Не удалось, не удалось…
Вокруг сгущались тени, тени, становилось все темней, но прежде чем разум внука колдуна окончательно погас, он еще успел увидеть чьи-то лица, лица мужчины и женщины, которые высветлились среди окружающего мрака и приблизились к нему. Серые глаза мужчины смотрели на него холодно и непрощающе. А в зеленых глазах женщины была жалость…
Потом появился Артемьев, сказал насмешливо: «Стопроцентный мрак!» – и в самом деле вокруг воцарился мрак.
Доктор Панкратов отер ледяной пот со лба и поморщился от боли в ободранных костяшках. Крепко он приложил этого назойливого энкавэдэшника, который чуть не вызнал у него… чуть не вызнал… Панкратов не знал, что пытался вызнать у него этот человек, вонзивший, чудилось, прямо в душу ему взгляд своих невероятно синих глаз, но твердо знал, что ничего ему не открыл. Ему казалось, что на помощь пришла какая-то женщина с родинкой в уголке рта, однако он не мог быть в этом совершенно уверен.
Нагнулся над неподвижно лежащим человеком. Тот был без сознания.

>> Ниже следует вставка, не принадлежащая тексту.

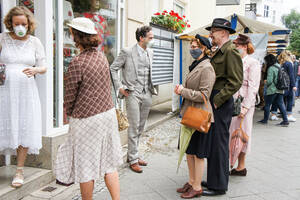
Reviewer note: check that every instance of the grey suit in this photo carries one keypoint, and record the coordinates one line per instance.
(137, 78)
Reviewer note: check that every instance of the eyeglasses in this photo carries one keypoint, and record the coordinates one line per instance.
(194, 47)
(215, 30)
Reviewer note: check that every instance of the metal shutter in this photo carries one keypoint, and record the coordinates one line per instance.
(162, 66)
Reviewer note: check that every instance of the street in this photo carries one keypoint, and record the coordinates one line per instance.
(273, 166)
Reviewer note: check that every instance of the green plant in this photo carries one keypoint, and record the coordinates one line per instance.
(171, 21)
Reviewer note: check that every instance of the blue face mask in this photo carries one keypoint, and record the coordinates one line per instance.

Панкратов обшарил его карманы, достал деньги, пистолет и удостоверение лейтенанта госбезопасности. Пистолет он положил во внутренний карман пиджака, намереваясь как следует припрятать его, а удостоверение и деньги порвал в мелкие клочки и всю дорогу до дома потихоньку выбрасывал их в мусорные ящики, не ленясь ради этого сворачивать в самые разные дворы.

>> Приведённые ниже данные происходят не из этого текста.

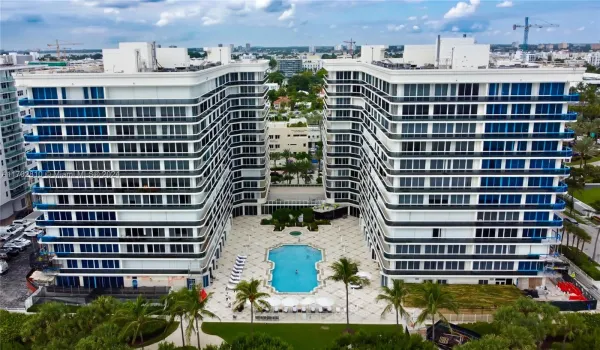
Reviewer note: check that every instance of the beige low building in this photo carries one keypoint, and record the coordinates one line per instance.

То, что произойдет теперь с этим энкавэдэшником, было ему безразлично, однако он твердо знал, что только что избавил себя от огромной опасности. А главное – избавил от беды доктор Панкратов этого ребенка, который был ему поручен кем-то… Панкратов не задумывался, кем и почему. Это был приказ, который не обсуждают.
Горький, 1937 год
Спустя два дня рано поутру какой-то человек остановился перед калиткой и позвал:
– Васильевы! Эй, Васильевы!
Ася, еще не встававшая с постели, испуганно схватилась за сердце, которое у нее в последнее время то и дело прихватывало, а Ольга осторожно высунулась в окно:
– Кто там? Что надо?
Человек – невысокий, тощий, остроносый, в солдатской одежде, – крикнул:
– Вашего хозяина сегодня выпустят. В полдень оттуда, из Крестовоздвиженского, выходят те, которых выпустили. Так что ждите после полудня.
– Выпустят? – ошеломленно повторила Ольга. – Откуда вы знаете?!
– Служу там, – ответил незнакомец и торопливо ушел, не оборачиваясь, сколько ни окликала его Ольга снова и снова.
– Ты слышала? – спросила Ольга, отвернувшись от окна. – Неужели… неужели Каганович распорядился Василия Васильевича выпустить?! Неужели такое возможно?!
– Нет, – замотала Ася растрепанной после сна головой, – я не верю… Не может быть!
– А вдруг правда? – воскликнула Ольга. – Вдруг это правда?! Надо порядок в доме навести, надо обед приготовить, надо тебе помыться, одеться…
– Нет! – Ася упала лицом вниз, уткнулась в подушку, забубнила неразборчиво: – Нет! Нельзя ждать, нельзя верить, а то не сбудется. Надо так себя вести, как будто мы ничего не знаем. А то, если я буду ждать, а он не придет – я этого не переживу! Не переживу!
Голос ее сменился истерическими всхлипываниями, плечи затряслись.
Ольга только вздохнула.
С Асей стало совсем трудно… Она почти не поднималась с постели, все жаловалась на боли в сердце, но нипочем не хотела показаться врачу, не умывалась, есть практически перестала. И наотрез отказывалась верить в лучшее. А у Ольги после встречи с Кагановичем почему-то не утихала надежда на это самое лучшее… Она понимала, что ждет милости от сущего людоеда, для которого жизнь человеческая ничего не значит, который погубил многих и многих людей, однако верила… потому что очень хотела верить и надеяться.
Жаль, что Ася уже не надеялась ни на что! Очень может быть, если бы Василий Васильевич вошел в дверь прямо сейчас, Ася отвернулась бы к стене, не поверив своим глазам и решив, что все это ей только снится.